SambaNova CEO: Inference Is the Biggest Cost in Enterprise AI
SambaNova CEO Rodrigo Liang says inference has become the biggest cost challenge in enterprise AI, as the company unveils a $3.5 billion AI cloud with a disaggregated architecture to lower costs and accelerate AI agent adoption.

SambaNova CEO Rodrigo Liang said inference has become the biggest cost challenge in enterprise AI, as the company announced a new $3.5 billion AI cloud backed by Vista Equity Partners and Cambium Capital.
Liang, speaking on Bloomberg Open Interest, explained that inference—the process of running trained AI models to generate outputs—now accounts for the majority of AI computing costs for enterprises. He noted that as AI models grow larger and are deployed more widely, inference costs can quickly outpace training costs. SambaNova's new cloud offering uses a disaggregated architecture that combines GPUs, CPUs, and specialized AI processors, which Liang says can dramatically lower costs and accelerate the adoption of AI agents. The architecture allows each component to be scaled independently, optimizing for the specific demands of inference workloads rather than forcing a one-size-fits-all approach. For stock market investors, this development highlights the shifting cost dynamics in the AI value chain. Companies that can reduce inference costs may capture significant market share as enterprises seek to deploy AI at scale. Live stock prices and charts on NowPrice show how the market is reacting to these trends, with AI-related stocks experiencing increased volatility.
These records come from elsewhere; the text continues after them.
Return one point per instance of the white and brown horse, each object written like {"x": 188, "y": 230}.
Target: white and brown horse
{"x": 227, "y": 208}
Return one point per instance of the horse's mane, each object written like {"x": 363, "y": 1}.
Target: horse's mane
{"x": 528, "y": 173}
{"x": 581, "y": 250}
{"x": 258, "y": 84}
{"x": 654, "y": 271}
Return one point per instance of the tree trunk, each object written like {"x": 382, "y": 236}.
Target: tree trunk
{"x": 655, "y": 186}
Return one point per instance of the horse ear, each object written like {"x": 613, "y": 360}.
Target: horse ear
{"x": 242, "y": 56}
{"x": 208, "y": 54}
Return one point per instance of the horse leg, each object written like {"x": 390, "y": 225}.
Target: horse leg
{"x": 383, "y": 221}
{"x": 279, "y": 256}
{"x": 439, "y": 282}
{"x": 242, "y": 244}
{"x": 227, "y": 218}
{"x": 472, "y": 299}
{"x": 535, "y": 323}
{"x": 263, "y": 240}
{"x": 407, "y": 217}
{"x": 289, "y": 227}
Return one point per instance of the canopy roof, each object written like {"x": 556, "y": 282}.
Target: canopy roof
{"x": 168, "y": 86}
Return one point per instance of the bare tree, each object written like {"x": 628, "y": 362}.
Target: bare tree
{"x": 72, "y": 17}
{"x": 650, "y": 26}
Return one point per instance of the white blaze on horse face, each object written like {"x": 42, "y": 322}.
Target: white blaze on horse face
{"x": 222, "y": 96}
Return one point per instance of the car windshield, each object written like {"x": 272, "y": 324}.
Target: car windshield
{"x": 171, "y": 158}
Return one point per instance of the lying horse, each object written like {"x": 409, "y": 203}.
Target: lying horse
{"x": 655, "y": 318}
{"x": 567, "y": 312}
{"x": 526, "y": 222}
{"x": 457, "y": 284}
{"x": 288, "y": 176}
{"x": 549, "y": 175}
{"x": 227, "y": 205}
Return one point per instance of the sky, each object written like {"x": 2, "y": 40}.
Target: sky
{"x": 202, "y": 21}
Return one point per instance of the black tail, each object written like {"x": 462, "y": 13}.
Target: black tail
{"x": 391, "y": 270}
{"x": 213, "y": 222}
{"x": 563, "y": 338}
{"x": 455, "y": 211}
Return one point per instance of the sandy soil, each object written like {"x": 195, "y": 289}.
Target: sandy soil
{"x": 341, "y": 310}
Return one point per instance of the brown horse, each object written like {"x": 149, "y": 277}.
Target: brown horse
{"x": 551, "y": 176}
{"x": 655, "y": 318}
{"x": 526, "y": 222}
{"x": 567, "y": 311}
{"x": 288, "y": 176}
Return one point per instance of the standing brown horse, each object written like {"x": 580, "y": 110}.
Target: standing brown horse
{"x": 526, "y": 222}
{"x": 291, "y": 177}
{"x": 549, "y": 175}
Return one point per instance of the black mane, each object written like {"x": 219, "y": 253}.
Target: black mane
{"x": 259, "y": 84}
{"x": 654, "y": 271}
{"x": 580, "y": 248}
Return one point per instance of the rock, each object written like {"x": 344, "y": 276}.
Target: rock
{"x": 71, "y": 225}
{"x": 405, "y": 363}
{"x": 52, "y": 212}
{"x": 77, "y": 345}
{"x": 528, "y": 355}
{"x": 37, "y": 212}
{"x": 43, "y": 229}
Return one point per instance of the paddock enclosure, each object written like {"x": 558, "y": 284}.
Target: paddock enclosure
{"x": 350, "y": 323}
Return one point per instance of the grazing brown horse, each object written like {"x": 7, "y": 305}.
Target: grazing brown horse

Looking ahead, investors will watch for adoption rates of SambaNova's cloud platform and similar offerings from competitors. The success of disaggregated architectures could reshape the competitive landscape for AI hardware and cloud services, potentially benefiting companies that specialize in efficient inference solutions. Key metrics to monitor include enterprise customer growth, cost-per-inference benchmarks, and the pace of AI agent deployment across industries.